There are five Hurricane Impact Zones in Alabama. With Zone 1 having the highest potential impact from any landfilling hurricane and Zone 5 having the least, the Wiregrass area sits in Zone 2.
“There is a major probability of damaging inland winds including resultant tornadoes and straight line winds,” said Dale County Emergency Management Agency Director Willie Worsham. “Flooding in low areas is highly possible and there is a critical impact to our area from evacuees from the Florida Panhandle, Mississippi and Louisiana.
Worsham met May 23 with area elected officials, law enforcement and recovery organization representatives at the Alabama Aviation College for “Dale County 2022 Hurricane Briefing.”
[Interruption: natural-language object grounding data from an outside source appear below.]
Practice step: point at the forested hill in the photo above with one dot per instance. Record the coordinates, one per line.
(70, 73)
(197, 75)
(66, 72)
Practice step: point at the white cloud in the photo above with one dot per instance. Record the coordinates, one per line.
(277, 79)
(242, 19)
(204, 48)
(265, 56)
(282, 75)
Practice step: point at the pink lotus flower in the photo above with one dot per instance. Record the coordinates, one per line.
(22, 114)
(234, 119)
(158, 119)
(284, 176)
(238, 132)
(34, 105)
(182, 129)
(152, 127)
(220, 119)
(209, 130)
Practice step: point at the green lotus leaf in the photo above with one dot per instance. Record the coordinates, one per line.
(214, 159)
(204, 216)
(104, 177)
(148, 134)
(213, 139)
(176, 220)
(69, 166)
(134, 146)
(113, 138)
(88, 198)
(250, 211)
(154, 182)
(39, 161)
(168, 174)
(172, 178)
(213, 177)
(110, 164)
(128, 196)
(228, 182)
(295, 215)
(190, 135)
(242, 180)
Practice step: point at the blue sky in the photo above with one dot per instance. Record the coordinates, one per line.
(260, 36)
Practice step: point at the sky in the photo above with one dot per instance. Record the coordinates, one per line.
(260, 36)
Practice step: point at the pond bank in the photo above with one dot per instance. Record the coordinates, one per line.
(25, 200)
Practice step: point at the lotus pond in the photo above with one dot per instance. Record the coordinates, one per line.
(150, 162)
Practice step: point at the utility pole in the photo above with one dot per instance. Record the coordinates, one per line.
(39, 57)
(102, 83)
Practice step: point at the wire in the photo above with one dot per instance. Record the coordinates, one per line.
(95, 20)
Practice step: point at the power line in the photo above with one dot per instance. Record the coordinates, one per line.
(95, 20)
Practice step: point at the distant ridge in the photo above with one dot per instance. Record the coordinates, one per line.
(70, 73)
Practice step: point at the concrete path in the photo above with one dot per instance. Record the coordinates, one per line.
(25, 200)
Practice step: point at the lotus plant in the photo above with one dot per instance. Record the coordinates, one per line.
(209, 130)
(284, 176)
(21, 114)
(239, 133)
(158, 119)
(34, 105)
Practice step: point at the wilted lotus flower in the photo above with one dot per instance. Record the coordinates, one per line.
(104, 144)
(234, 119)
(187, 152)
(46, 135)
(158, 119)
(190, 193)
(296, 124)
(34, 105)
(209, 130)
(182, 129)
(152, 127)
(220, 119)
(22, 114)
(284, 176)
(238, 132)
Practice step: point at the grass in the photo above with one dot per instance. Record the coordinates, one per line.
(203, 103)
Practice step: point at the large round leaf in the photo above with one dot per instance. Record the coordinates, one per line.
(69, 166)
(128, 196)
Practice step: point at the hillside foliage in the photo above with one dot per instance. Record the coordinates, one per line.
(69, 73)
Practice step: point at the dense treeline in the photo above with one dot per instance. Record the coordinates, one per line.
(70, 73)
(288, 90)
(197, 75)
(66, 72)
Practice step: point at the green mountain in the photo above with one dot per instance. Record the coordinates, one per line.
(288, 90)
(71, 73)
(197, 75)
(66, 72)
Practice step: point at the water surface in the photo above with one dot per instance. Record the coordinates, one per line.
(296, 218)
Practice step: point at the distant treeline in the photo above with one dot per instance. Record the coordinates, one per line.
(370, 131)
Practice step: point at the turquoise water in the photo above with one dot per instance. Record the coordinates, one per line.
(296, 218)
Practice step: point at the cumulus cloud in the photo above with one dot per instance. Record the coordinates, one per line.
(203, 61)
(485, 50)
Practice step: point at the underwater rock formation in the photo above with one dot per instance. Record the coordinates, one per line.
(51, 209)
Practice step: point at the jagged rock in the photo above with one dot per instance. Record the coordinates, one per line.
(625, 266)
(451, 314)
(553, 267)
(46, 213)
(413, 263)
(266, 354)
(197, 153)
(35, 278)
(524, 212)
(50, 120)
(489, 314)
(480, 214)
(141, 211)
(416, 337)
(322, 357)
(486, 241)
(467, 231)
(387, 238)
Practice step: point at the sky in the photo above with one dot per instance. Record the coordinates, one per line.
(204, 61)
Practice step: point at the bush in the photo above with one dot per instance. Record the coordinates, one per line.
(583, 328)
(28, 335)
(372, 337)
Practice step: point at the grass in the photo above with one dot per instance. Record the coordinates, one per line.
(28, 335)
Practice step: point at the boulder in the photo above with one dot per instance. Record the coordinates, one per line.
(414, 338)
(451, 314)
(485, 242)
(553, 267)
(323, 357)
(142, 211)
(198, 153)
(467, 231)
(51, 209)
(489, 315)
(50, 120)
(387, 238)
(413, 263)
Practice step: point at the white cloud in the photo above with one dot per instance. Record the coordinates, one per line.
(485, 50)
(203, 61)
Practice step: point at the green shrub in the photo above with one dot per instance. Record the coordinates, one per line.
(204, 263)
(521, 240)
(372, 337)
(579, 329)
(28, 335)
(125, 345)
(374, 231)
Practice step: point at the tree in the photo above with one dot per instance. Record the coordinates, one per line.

The purpose of the meeting, Worsham explained, is that through teamwork and open communications, the county will be best prepared to face impending natural disasters. “Our purpose is to discuss how we are all going to work together to get back to full mission capability,” he said. “I want all of us to work together.
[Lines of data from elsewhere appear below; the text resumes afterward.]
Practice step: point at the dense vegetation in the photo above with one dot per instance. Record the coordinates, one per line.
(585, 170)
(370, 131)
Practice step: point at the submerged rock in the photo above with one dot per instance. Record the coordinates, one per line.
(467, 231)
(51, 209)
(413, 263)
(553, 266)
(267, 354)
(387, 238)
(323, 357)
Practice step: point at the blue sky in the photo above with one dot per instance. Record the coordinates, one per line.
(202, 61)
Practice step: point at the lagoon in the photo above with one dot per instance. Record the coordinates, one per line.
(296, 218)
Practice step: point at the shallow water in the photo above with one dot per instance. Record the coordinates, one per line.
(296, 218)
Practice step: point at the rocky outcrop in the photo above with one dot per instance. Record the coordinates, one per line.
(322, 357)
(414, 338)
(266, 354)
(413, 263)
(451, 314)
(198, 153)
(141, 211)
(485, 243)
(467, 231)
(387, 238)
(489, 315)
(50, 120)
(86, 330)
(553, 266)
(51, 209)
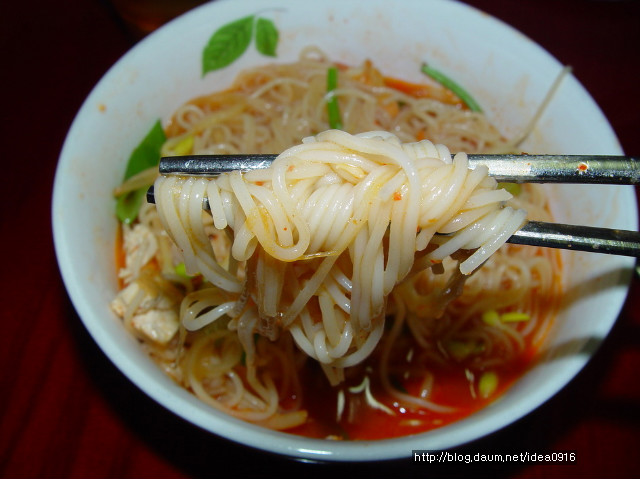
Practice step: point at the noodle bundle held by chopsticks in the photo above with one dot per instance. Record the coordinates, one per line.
(316, 243)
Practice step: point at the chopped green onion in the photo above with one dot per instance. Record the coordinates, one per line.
(514, 317)
(488, 384)
(184, 146)
(332, 102)
(448, 83)
(514, 188)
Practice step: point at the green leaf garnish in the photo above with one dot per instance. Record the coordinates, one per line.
(514, 188)
(227, 44)
(266, 37)
(145, 155)
(332, 103)
(448, 83)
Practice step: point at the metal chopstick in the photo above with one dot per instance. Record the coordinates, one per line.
(603, 169)
(600, 169)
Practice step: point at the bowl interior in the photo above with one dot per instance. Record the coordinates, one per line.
(508, 73)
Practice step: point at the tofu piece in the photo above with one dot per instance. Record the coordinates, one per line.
(159, 325)
(140, 246)
(156, 315)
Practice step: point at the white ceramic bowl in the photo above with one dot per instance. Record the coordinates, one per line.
(506, 71)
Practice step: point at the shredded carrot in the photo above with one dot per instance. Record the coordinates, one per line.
(422, 90)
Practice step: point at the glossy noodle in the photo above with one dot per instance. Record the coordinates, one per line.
(372, 255)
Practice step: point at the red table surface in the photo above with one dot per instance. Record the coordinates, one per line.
(66, 411)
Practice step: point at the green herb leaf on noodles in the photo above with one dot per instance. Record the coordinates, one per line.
(227, 44)
(266, 37)
(146, 155)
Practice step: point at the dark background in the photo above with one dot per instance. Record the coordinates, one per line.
(66, 412)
“People, I really need to know what is going on with your agency,” Worsham said. “EMA tracks and reports lifelines and requests resourcing with input from area mayors and the commission chairman, the county administrator, city manager, engineering and public works departments, Alabama Department of Transportation, law enforcement, fire rescue personnel, schools, hospitals, dialysis centers, nursing homes, the coroner, power companies and the Alabama Department of Public Health.”
Worsham said that the Community Lifeline concept was developed after response to the natural disasters in 2017 “identified the need to create a new operational prioritization and response tool which would characterize the incident and identify the root causes of priority issue areas in order to create effective solutions and distinguish the highest priorities and most complex issues.”
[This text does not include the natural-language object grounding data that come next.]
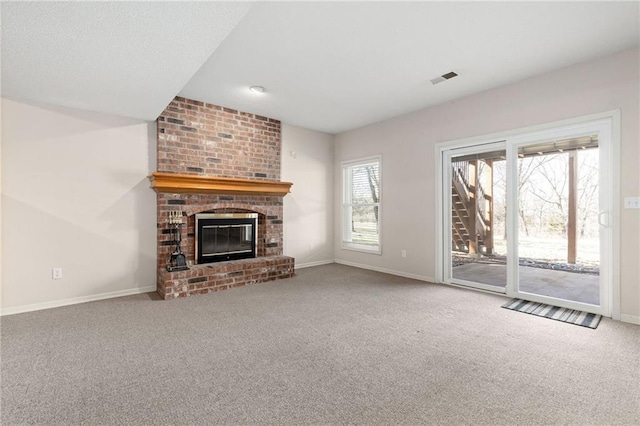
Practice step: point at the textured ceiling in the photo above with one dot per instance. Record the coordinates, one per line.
(123, 58)
(329, 66)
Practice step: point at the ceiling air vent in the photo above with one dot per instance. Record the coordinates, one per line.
(444, 77)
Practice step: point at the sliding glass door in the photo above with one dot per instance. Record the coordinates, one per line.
(530, 216)
(476, 249)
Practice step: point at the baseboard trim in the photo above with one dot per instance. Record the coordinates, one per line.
(75, 300)
(386, 271)
(317, 263)
(631, 319)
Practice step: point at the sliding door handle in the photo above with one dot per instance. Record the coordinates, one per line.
(601, 222)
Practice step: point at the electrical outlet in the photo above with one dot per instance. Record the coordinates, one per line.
(56, 273)
(632, 202)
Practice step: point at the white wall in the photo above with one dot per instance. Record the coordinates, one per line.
(407, 146)
(75, 195)
(308, 210)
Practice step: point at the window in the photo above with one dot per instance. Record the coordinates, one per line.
(361, 205)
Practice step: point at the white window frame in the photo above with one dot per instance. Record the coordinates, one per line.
(346, 202)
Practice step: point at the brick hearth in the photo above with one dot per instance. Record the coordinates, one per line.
(205, 140)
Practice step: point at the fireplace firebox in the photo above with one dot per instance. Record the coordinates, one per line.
(225, 236)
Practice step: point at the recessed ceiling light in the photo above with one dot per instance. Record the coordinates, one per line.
(444, 77)
(258, 89)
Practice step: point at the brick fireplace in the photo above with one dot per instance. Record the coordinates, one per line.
(218, 160)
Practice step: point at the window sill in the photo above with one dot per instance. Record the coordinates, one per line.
(362, 248)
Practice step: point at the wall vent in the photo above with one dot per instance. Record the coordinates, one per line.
(444, 77)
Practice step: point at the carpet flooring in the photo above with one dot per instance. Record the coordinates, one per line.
(333, 345)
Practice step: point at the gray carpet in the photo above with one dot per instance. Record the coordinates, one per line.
(334, 345)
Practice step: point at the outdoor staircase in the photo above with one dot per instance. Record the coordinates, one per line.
(471, 210)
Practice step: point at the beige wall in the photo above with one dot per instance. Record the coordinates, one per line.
(308, 210)
(75, 195)
(407, 144)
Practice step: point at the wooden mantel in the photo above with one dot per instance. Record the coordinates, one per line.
(195, 184)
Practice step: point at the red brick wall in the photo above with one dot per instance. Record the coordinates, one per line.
(205, 139)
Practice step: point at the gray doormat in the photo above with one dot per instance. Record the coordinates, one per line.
(571, 316)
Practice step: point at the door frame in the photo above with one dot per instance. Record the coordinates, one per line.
(608, 118)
Worsham said Community Lifeline enables the continuous operation of government functions, critical business and is essential to human health and safety or economic security. “In an emergency situation, decision makers must rapidly determine the scope, complexity and interdependent impacts of an incident,” Worsham said. “Applying the Lifeline model allows decision-makers to rapidly determine the scope of whether an incident is large, complicated or complex; to prioritize and focus response efforts to maintain or restore the most critical services and infrastructure; and to insure that limited resources can go toward a common goal across the whole community.”
Worsham said he is currently updating and consolidating the county’s hazard mitigation plan and working to obtain a grant to initiate a Citizen Emergency Response Team program in Dale County.
“Make sure you let me know all the things going on in your organization,” he urged those attending the meeting. “All of Alabama has the potential for inland wind damage and flooding from rains associated with tropical storms and hurricanes.”